Review: Red Chariot by Gordon Dahlquist at Undermain Theatre
Updated: Jan 16, 2020
Undermain Theatre opens its 36th season with the world premiere of Red Chariot by Gordon Dahlquist, now playing through October 13th. The new play is described in the synopsis as a “science fiction thriller set amid the downfall of civilization after the Internet has created a mysterious Tarot Deck." My interest was piqued. I expected the play to provoke questions. In his program notes, Dahlquist further drove my curiosity when he wrote, “…Red Chariot is pretty much a documentary.”
The play asks a lot of questions: of and about the characters, and about humanity itself. The (mostly) unseen, omniscient Tarot Deck is a mystical God-like technology – and the play pontificates about humanity’s place within, responsibility to/for, and creation or destruction of the world, through such advancements. How much is the Tarot deck responsible for the calamity we find ourselves in? Is it humanity’s fault? Have we destroyed ourselves? Or are we controlled by an unseen, judgmental force? If Dahlquist is suggesting we view the play as a documentary, then the cruel, dilapidated shell of our world is the tragic result of our own misguided desires.
If it seems like I’m writing a thesis statement, well, that’s because that’s what the play seemed to want to do. With a deeply researched topic and an academic level of esoteric knowledge, Dahlquist has delivered a cerebral adventure. The questions the play asks, and the basis of the story are fascinating. An internet-created Tarot deck that potentially controls humanity? Super interesting. And personally, I’m into Tarot cards, Kabbalah, and apocalyptic ponderings. But as an audience member, I didn’t have time to grok all of the scientific and mystical references before we moved on to the next scene. Episodic and clippy, the play moves too fast for a philosophical discussion to really sink in.

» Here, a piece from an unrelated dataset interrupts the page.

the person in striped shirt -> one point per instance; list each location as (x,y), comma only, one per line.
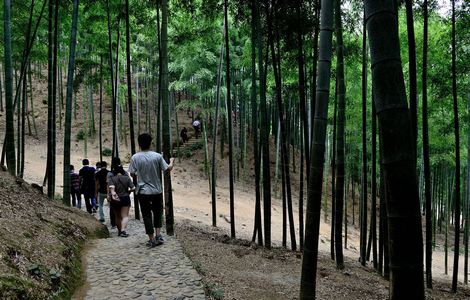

Under Director Blake Hackler, the actors deftly unified the dense plot with a fierce determination to tell a unique story. I got a kick out of their moments of sci-fi performance tropes: freeze-frame reactions, fast-paced technical language, and urgent expositional dialogue. Molly Searcy as Sarah, the tarot “reader” is a grounded and self-aware madam. As Pierson, the hard-selling government shill, Anthony Ramirez delivers a dramatic fall from successful businessman to tortured prisoner: openly weeping in one scene, then seamlessly schmoozing and charming in the next.

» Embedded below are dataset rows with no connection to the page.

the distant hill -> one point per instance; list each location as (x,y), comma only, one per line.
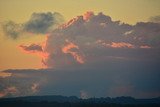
(73,101)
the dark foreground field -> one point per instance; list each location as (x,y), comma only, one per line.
(61,101)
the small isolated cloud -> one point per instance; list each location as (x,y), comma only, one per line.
(39,23)
(43,22)
(12,29)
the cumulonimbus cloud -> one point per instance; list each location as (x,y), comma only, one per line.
(39,23)
(97,37)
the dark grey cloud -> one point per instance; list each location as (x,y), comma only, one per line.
(43,22)
(100,38)
(39,23)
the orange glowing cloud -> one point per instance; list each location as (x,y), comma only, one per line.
(88,15)
(145,47)
(33,49)
(4,74)
(115,44)
(121,45)
(10,90)
(68,50)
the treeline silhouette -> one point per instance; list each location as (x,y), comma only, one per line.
(61,101)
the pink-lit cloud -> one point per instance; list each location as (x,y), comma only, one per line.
(95,36)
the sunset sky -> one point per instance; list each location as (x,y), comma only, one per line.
(80,47)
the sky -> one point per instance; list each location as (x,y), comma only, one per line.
(84,48)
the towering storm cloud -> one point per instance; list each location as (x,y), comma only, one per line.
(90,38)
(90,55)
(39,23)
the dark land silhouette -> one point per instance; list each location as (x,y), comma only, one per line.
(72,101)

The design team also exalted the sci-fi genre. Costume Designer Amanda Capshaw’s choice of bold colors (the red! the patterns!) and iconic sci-fi accessories (the goggles and white lab coats) took me back to my favorite television shows. Paul Semrad’s sound design was mysterious, looming, and targeted the fear of the ever-present threat of the Tarot deck. Russell Parkman’s set design defined the austere government office buildings with clean lines and crisp edges. The torture chambers and fallout basements were unified by the stone walls and the permanent stone columns of the theatre space. The extra tall chairs in the first interrogation scene offered a visual surprise.
Part of me wishes I could go back and see the play again. I’d like to test what I gleam from it with a second look. And also, because new work that pushes the boundaries of a genre will undoubtedly evolve the more it has the opportunity to interact with an audience. It’s important to do it and for audiences to witness it. For me, all of the elements that make fantastic science fiction were there. I’m just not sure if the words of the play meld successfully with the delivery of the play. It was all, you know, just - “sort-of-Heisenburgian.”
The world premiere of Red Chariot runs through October 13, 2019 at Undermain Theatre, 3200 Main Street, Dallas, TX 75226.
Performances are Wednesday through Saturday at 7:30 pm, and Sundays at 2:00 pm.